Marsh
Mallow, Studio's Assistant can now generate 3D models "segmented into multiple parts." Why is "parts" the headline — isn't AI 3D generation old news by now?
Mallow
Because "parts" is the difference between a toy and a tool. Until now, an AI-generated mesh arrived as one fused blob — impressive to look at, painful to edit. Now the Assistant breaks a generated model into separate, named parts you can edit individually. That's the upgrade that makes it usable in real production.
Marsh
Walk me through how it works.
Mallow
You run /generate_mesh or /generate_procedural_model. Before it builds anything, the Assistant proposes a segmentation plan — a list of part names. You can adjust that list: rename the parts, provide your own part names, or regenerate the suggestion. Then it generates the model split into those pieces. The cap is up to 8 parts per asset.
Marsh
Why do separate parts actually matter for us?
Mallow
Control. Each part can take its own material, its own script or behavior, or be swapped out — without regenerating the whole asset. Picture a skateboard generated as a body plus four wheels: now you can make the wheels spin, recolor just the body, or replace a single wheel, independently. That's editable production, not a one-shot you either accept or throw away.
Marsh
Can we feed it a reference image — like our actual product?
Mallow
Partially, and the rules differ by command. /generate_mesh now takes a text prompt or an image — not both yet. /generate_procedural_model takes text and an image together. So yes, you can prompt from a reference image, which helps when you want an asset to resemble a specific real object.
Marsh
Is this production-ready? Can we ship with it today?
Mallow
Careful here. It's an early preview, explicitly "still in development." It's available now in Studio's Assistant — make sure you're on the latest Studio — but treat it as iteration speed, not a guaranteed final-art pipeline. It's also limited to generated meshes and procedural models for now — and currently focused on a handful of object categories like vehicles, tools, and weapons — while the full release is slated to also segment meshes you import into Studio.
Marsh
So what's the realistic use for a company game team?
Mallow
Speed in the messy middle. Concepting, greyboxing, filling a world with editable props, spinning up variants — far faster than modeling each by hand.

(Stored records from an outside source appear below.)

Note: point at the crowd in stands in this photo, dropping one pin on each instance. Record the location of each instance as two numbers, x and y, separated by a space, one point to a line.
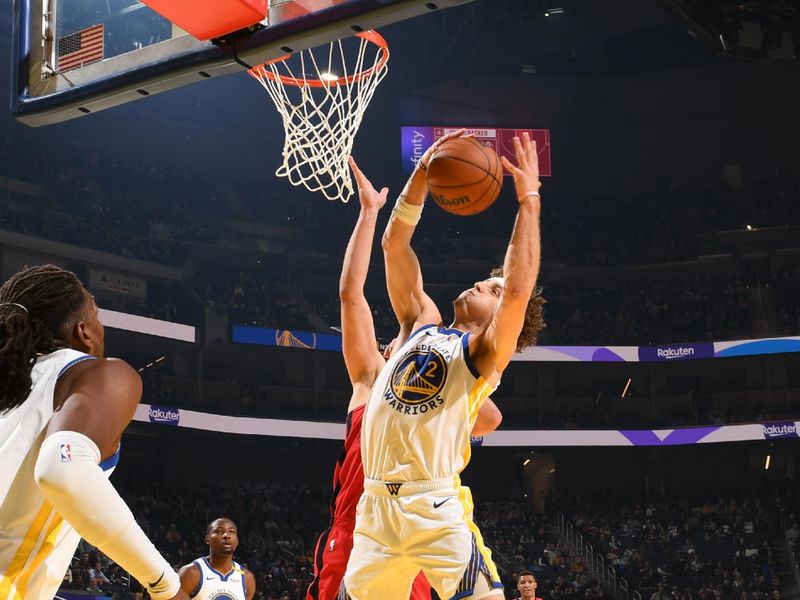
155 212
697 548
577 312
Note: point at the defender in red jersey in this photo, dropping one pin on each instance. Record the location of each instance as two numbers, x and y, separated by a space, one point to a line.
363 362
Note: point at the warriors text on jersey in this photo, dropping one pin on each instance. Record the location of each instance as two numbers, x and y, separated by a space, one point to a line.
214 585
422 409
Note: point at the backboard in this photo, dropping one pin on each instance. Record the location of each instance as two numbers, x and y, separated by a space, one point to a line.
76 57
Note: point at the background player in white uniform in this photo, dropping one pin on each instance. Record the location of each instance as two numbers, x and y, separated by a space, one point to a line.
63 408
217 576
414 514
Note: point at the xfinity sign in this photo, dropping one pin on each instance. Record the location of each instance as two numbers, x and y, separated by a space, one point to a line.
164 416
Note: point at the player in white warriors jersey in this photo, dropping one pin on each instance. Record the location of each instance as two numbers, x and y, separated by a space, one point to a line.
414 514
63 408
217 576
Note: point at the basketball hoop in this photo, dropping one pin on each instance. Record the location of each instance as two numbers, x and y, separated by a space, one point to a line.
322 102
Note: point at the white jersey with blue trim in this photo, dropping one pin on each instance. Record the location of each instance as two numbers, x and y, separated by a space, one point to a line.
422 408
214 585
36 544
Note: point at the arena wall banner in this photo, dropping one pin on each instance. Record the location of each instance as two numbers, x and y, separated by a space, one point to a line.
664 353
415 140
146 325
750 432
124 285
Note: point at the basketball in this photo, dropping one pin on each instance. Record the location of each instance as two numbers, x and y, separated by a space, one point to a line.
464 176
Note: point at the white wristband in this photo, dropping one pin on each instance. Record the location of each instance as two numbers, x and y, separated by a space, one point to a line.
406 212
529 194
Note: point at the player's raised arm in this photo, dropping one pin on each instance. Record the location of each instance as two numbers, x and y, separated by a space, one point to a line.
361 355
497 345
82 437
411 305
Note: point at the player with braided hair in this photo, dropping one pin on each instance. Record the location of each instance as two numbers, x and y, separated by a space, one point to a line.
63 407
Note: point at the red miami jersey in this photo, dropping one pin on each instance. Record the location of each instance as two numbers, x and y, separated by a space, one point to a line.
348 476
336 542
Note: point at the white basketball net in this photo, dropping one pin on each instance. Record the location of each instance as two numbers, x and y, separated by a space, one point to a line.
322 102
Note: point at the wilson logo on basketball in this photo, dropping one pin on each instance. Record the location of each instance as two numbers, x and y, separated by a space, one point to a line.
444 201
416 382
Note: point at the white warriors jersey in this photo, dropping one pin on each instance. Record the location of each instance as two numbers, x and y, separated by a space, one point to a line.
422 408
36 544
214 585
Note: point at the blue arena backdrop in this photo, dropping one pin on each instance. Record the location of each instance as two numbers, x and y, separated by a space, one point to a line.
668 352
712 434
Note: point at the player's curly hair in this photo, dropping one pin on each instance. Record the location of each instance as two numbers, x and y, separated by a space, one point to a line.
534 316
51 297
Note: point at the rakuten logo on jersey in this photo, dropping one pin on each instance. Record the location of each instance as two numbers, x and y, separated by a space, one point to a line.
164 416
775 431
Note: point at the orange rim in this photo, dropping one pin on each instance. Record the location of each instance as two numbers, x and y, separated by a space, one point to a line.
261 71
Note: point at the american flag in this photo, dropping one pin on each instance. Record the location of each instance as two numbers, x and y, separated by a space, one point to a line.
80 48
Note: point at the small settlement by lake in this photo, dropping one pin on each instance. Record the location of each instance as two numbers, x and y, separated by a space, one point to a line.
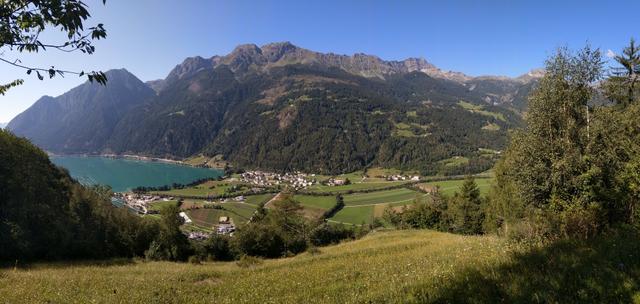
218 204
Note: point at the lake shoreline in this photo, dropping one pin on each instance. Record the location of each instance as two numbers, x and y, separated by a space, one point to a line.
124 173
134 157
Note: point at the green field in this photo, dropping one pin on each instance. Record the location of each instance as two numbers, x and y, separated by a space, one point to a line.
320 202
209 188
161 204
354 187
207 217
455 161
451 186
355 215
380 197
479 109
408 266
377 172
257 199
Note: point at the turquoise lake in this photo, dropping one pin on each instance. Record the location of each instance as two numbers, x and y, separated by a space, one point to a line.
126 174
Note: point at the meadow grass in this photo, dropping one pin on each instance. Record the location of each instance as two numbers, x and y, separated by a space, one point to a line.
379 197
258 199
479 109
320 202
355 215
207 217
449 187
208 188
378 172
354 187
159 205
380 267
411 266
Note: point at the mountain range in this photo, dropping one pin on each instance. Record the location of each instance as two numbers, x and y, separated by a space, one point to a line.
282 107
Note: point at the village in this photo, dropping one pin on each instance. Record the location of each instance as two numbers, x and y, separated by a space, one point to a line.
296 180
217 206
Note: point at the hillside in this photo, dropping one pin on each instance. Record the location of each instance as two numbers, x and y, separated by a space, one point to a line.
81 120
384 267
281 107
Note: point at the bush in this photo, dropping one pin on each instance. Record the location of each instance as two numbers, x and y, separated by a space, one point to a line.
218 248
247 261
327 234
257 239
194 259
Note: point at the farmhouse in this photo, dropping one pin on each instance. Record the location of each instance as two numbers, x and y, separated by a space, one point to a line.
224 220
431 189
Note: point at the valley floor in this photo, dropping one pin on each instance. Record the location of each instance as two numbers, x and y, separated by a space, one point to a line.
393 266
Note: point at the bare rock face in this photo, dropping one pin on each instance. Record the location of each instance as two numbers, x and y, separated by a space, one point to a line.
252 58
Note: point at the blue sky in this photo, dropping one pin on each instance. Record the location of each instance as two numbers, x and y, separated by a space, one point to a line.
149 37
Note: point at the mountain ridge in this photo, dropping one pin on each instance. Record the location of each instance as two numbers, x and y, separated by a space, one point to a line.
281 107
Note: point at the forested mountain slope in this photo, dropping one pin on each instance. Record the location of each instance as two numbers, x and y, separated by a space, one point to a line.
282 107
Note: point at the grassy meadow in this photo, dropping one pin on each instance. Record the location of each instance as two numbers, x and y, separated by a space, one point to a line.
417 266
354 187
449 187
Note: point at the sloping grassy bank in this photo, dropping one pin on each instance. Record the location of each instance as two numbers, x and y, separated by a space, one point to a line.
395 266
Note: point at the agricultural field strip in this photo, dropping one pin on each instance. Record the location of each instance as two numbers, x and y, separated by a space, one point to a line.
380 197
384 203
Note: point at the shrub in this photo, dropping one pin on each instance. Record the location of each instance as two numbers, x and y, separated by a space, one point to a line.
247 261
327 234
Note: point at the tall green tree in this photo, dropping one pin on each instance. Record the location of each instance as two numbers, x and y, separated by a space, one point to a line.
170 244
621 87
544 165
22 23
466 209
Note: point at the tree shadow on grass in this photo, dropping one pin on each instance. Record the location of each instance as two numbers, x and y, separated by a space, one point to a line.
601 270
64 264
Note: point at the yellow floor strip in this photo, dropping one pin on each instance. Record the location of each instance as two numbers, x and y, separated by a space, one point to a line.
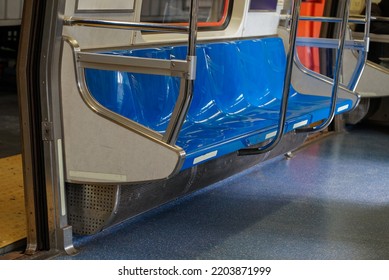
12 210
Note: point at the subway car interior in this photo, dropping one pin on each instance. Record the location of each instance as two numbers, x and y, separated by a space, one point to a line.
194 129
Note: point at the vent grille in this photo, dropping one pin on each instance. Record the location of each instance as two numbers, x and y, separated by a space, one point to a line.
90 207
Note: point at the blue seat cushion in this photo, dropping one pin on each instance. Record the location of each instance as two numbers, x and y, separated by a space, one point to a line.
236 100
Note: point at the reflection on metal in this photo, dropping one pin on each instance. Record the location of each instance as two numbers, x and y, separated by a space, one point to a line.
338 64
286 89
327 43
126 25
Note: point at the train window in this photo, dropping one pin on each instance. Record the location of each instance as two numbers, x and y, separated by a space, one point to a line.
212 13
261 5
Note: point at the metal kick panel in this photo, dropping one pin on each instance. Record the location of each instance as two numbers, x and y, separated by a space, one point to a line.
90 207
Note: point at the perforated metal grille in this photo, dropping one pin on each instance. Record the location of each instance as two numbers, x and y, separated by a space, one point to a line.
90 207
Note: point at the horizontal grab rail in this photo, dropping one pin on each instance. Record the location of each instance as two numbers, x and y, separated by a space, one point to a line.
353 19
177 68
126 25
357 20
330 43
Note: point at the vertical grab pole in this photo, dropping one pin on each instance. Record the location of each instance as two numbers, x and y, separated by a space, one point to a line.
187 83
338 63
286 88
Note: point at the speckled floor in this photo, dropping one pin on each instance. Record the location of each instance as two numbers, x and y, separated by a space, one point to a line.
331 201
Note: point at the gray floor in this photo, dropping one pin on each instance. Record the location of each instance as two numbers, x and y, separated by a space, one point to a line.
331 201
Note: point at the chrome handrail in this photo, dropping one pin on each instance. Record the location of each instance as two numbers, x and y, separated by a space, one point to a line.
336 83
126 25
286 88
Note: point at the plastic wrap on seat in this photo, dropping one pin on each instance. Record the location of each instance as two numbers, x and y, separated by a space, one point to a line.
236 99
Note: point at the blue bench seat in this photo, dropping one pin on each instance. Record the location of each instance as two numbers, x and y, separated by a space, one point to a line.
236 100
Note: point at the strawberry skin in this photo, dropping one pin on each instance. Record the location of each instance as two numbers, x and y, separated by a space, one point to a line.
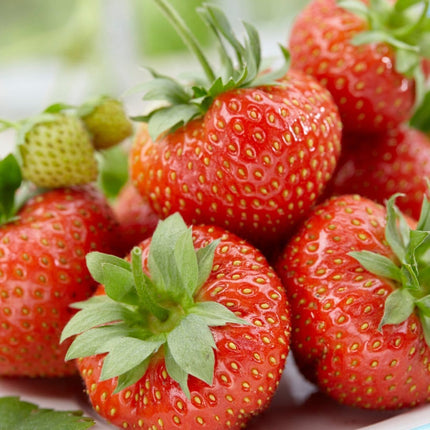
137 220
58 153
380 165
249 359
42 271
337 306
370 94
254 164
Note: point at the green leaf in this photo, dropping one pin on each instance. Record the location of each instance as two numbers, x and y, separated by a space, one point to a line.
161 259
394 233
170 118
131 376
205 258
10 181
424 220
357 7
95 261
399 305
96 315
176 372
165 88
113 170
424 305
16 414
402 5
119 283
117 362
371 36
425 322
216 314
91 341
377 264
58 107
149 299
186 262
421 117
191 344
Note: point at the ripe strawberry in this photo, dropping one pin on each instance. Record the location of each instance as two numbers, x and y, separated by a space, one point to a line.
56 152
106 121
380 165
369 60
252 157
137 220
42 271
199 337
357 278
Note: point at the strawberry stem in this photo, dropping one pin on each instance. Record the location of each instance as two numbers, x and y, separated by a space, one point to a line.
145 298
187 37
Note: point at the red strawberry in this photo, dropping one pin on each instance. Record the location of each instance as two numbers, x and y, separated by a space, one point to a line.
368 60
252 157
42 271
137 220
362 330
377 166
198 338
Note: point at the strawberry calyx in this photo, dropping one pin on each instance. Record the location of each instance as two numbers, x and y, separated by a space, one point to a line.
403 24
10 182
182 103
143 314
410 273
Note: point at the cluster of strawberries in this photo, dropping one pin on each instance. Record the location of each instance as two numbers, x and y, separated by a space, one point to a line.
242 171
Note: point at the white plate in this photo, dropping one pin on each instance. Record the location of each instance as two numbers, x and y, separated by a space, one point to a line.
297 405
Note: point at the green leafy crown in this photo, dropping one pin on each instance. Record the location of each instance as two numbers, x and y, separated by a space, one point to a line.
402 24
411 275
141 315
184 103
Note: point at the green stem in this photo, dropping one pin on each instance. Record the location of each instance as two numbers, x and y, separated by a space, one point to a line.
142 287
404 32
187 37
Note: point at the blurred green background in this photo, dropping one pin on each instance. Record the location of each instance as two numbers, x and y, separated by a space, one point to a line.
68 50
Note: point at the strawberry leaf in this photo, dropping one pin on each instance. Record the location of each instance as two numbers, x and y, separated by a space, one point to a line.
21 415
119 283
91 341
215 314
93 315
176 372
399 306
117 363
191 345
377 264
113 170
421 118
10 181
153 314
95 261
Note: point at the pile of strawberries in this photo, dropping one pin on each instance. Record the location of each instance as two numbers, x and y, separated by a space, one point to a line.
253 221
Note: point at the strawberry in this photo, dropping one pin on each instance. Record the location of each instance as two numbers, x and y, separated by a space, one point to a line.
357 277
137 220
56 151
368 55
250 152
42 271
380 165
106 120
192 331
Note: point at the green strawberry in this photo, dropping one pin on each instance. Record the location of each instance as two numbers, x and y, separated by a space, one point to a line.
106 121
56 151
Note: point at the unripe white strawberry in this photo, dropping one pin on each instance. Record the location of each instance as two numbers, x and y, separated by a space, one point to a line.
58 153
107 122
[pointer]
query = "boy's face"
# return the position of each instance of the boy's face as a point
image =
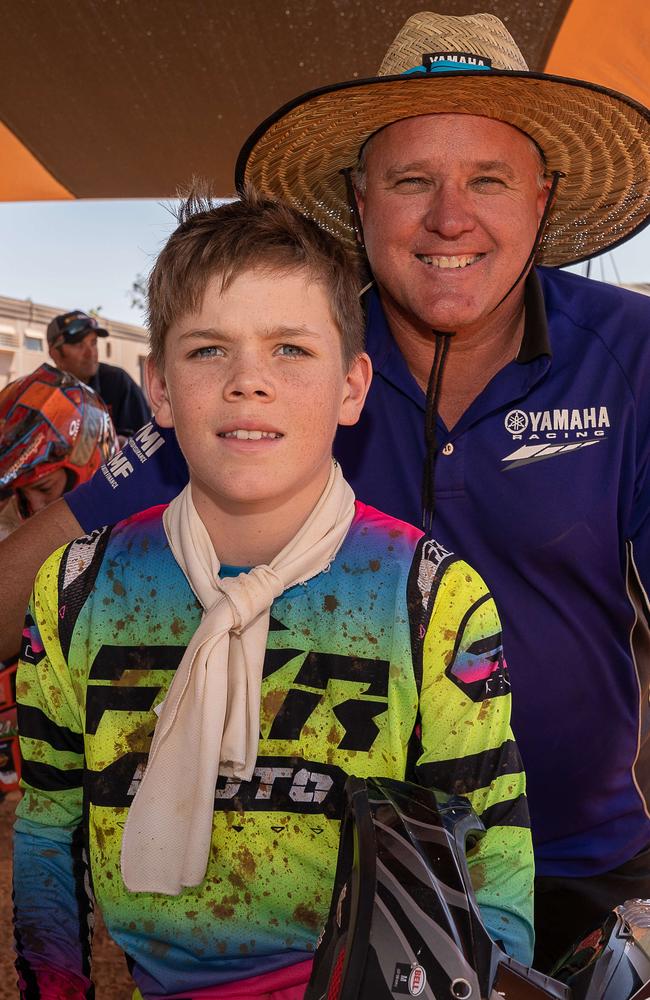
(254, 385)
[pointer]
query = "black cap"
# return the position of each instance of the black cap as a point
(73, 327)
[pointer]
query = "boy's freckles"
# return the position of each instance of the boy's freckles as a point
(255, 385)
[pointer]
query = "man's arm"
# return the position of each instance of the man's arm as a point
(21, 555)
(149, 470)
(468, 749)
(53, 904)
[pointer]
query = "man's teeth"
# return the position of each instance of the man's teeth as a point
(457, 261)
(251, 435)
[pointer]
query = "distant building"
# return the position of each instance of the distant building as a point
(23, 340)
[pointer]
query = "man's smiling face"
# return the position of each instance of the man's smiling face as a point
(450, 211)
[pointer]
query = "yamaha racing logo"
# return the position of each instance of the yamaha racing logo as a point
(541, 434)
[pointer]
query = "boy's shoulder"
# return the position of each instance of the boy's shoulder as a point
(108, 559)
(394, 545)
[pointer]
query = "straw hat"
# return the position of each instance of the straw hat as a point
(467, 65)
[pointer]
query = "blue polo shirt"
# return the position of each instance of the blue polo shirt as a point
(543, 485)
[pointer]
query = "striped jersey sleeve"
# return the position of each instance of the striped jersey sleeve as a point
(53, 901)
(467, 746)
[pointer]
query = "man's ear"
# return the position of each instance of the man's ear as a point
(156, 386)
(357, 383)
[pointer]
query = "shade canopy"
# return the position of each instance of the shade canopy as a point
(131, 98)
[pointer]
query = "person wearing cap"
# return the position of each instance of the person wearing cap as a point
(72, 340)
(509, 407)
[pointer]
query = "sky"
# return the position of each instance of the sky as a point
(86, 254)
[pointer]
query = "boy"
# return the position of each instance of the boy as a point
(334, 640)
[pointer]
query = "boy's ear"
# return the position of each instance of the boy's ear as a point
(156, 387)
(357, 383)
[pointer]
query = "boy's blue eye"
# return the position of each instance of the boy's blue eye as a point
(290, 350)
(209, 351)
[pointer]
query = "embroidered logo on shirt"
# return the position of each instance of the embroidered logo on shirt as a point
(549, 433)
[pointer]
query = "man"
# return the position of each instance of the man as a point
(54, 434)
(72, 339)
(275, 634)
(537, 417)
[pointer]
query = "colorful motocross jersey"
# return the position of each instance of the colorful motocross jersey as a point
(388, 664)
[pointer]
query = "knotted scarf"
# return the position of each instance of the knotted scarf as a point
(209, 721)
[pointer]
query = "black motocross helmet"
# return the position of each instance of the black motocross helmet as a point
(404, 921)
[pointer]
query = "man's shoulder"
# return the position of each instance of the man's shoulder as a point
(606, 309)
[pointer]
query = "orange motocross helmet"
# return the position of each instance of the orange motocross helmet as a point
(49, 420)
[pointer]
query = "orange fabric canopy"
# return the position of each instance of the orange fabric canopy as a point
(116, 98)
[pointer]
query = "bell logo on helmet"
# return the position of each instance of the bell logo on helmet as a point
(417, 981)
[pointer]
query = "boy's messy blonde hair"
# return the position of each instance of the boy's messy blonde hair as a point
(227, 239)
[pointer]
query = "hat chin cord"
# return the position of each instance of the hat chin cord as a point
(442, 342)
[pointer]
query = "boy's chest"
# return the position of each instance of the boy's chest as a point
(335, 699)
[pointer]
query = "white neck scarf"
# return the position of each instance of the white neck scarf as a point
(209, 721)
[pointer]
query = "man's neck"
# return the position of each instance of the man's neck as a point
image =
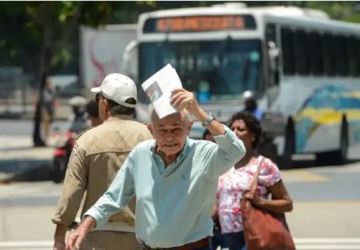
(168, 159)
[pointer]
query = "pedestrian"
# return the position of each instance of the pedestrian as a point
(78, 120)
(251, 105)
(96, 158)
(173, 178)
(92, 111)
(217, 239)
(237, 180)
(47, 109)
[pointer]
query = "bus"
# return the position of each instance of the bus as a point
(303, 66)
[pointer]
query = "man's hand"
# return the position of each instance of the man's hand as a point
(183, 99)
(77, 237)
(59, 237)
(59, 244)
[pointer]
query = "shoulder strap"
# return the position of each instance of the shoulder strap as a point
(256, 176)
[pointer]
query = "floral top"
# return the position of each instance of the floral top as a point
(234, 182)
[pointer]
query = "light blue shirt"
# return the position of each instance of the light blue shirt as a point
(173, 203)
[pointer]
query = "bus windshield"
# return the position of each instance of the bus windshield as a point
(223, 69)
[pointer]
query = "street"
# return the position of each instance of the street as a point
(326, 211)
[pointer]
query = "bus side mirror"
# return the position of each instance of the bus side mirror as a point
(274, 55)
(129, 62)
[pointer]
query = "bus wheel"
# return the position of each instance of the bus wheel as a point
(289, 145)
(337, 157)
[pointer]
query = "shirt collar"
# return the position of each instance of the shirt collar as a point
(182, 154)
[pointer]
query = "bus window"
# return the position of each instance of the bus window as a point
(301, 52)
(288, 57)
(329, 55)
(228, 67)
(315, 53)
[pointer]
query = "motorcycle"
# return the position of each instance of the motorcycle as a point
(65, 141)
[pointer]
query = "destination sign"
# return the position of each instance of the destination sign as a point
(199, 23)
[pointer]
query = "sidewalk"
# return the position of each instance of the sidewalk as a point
(19, 157)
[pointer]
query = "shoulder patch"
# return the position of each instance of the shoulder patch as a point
(83, 132)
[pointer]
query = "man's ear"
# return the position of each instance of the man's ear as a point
(190, 126)
(150, 127)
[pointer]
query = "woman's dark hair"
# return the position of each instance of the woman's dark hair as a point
(206, 132)
(251, 122)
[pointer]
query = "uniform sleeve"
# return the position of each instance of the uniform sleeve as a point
(270, 173)
(117, 197)
(74, 187)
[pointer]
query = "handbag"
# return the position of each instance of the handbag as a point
(263, 229)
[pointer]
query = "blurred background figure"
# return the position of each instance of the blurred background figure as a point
(47, 109)
(250, 104)
(92, 111)
(217, 240)
(271, 193)
(78, 120)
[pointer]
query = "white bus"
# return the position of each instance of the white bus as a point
(304, 67)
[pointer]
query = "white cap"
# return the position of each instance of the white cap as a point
(118, 88)
(77, 101)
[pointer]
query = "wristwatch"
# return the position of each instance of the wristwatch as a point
(205, 123)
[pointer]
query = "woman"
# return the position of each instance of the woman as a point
(237, 180)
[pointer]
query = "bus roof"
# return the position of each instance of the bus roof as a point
(281, 14)
(231, 8)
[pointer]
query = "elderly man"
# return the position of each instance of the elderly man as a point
(174, 179)
(96, 158)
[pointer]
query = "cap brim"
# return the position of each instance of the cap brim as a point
(96, 90)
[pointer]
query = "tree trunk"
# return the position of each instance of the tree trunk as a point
(38, 141)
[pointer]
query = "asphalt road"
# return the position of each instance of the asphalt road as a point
(326, 201)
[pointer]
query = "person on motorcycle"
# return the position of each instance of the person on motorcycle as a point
(250, 104)
(78, 120)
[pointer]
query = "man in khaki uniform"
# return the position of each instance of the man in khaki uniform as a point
(96, 158)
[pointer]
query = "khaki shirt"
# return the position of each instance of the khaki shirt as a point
(96, 158)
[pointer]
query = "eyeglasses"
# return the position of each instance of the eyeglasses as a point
(97, 98)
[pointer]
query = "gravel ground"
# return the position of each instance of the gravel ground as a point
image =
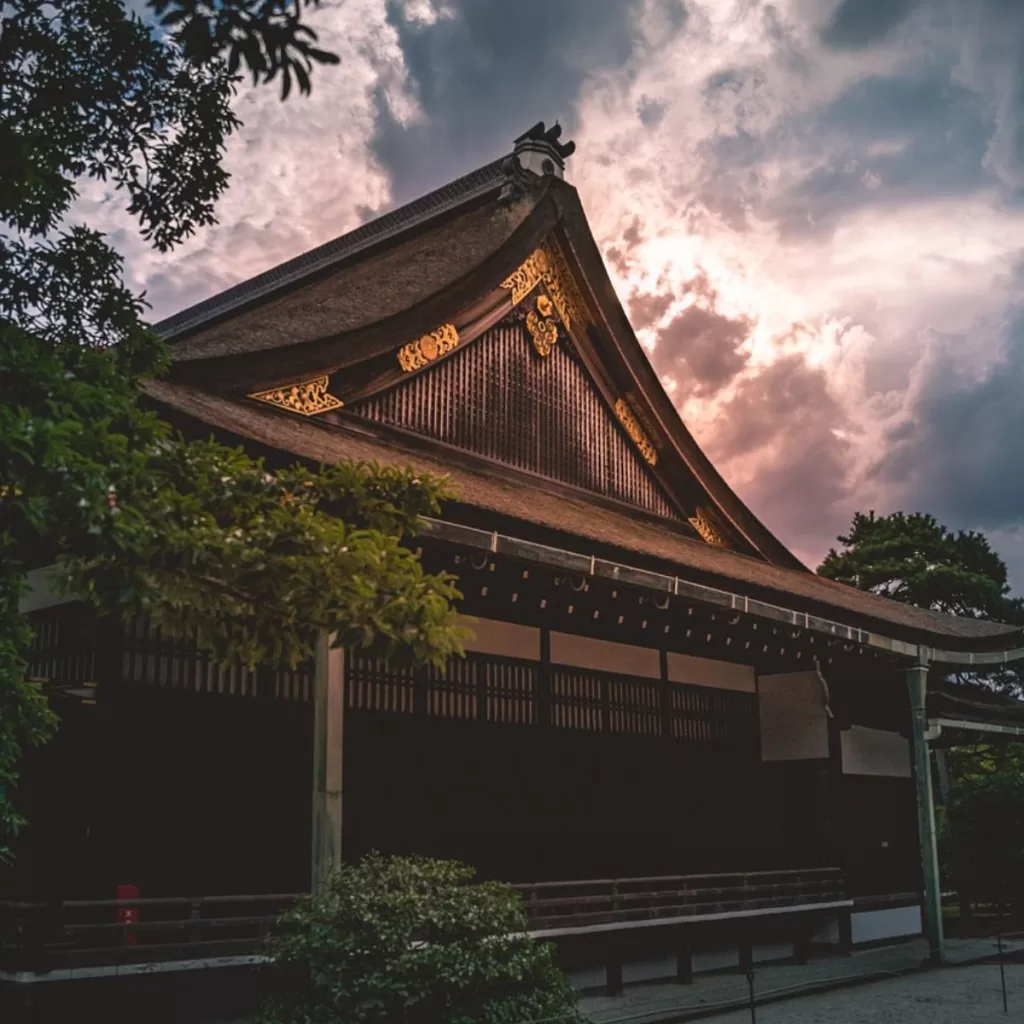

Your artists shift from "build everything from scratch" to "direct and refine." It compresses the cost of trying ideas, which is exactly where most game teams bleed time.
Marsh
Any catch we should flag to the team?
Mallow
Three. (1) Quality bar: AI assets still need an artist's pass to hit a polished look — between the 8-part cap and the preview status, it's not for hero assets yet. (2) Consistency: generated assets may not match your art style out of the box, so budget cleanup time. (3) Governance: have a policy for AI-generated content — review, ownership, and a check that you're not generating something resembling a real brand or IP you don't have rights to.
Marsh
How does this fit the bigger picture?
Mallow
It's one more step in Roblox making creation AI-assisted end to end — procedural models, the Assistant, and the longer-horizon Roblox Reality work. The direction is unmistakable: more of the grind becomes "describe and edit." Teams that learn to direct these tools will out-iterate teams that keep hand-building everything.
Mallow
(1) Studio's Assistant now generates 3D models split into up to 8 named, individually editable parts via /generate_mesh and /generate_procedural_model. (2) You edit the segmentation plan before generating; each part takes its own material/script or can be swapped. (3) Image prompts: /generate_mesh = text or image; /generate_procedural_model = text and image. (4) It's an early preview (generated meshes only for now; imported-mesh segmentation at full release) — great for prototyping and iteration speed, not yet a hero-asset pipeline. Add an AI-asset review and governance policy.
Marsh
So the AI does the blockout and our artists do the magic. That's a real workflow, not a gimmick.